This open access book summarizes the first two decades of the NII
Testbeds and Community for Information access Research (NTCIR). NTCIR is
a series of evaluation forums run by a global team of researchers and
hosted by the National Institute of Informatics (NII), Japan. The book
is unique in that it discusses not just what was done at NTCIR, but also
how it was done and the impact it has achieved. For example, in some
chapters the reader sees the early seeds of what eventually grew to be
the search engines that provide access to content on the World Wide Web,
today's smartphones that can tailor what they show to the needs of their
owners, and the smart speakers that enrich our lives at home and on the
move.

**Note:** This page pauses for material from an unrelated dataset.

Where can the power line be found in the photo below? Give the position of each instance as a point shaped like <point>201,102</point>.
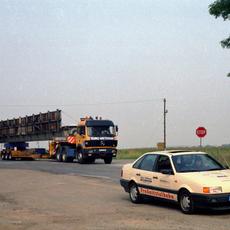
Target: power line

We also get glimpses into how new search engines can be built for
mathematical formulae, or for the digital record of a lived human life.
Key to the success of the NTCIR endeavor was early recognition that
information access research is an empirical discipline and that
evaluation therefore lay at the core of the enterprise. Evaluation is
thus at the heart of each chapter in this book. They show, for example,
how the recognition that some documents are more important than others
has shaped thinking about evaluation design. The thirty-three
contributors to this volume speak for the many hundreds of researchers
from dozens of countries around the world who together shaped NTCIR as
organizers and participants.
This book is suitable for researchers, practitioners, and
students--anyone who wants to learn about past and present evaluation
efforts in information retrieval, information access, and natural
language processing, as well as those who want to participate in an
evaluation task or even to design and organize one.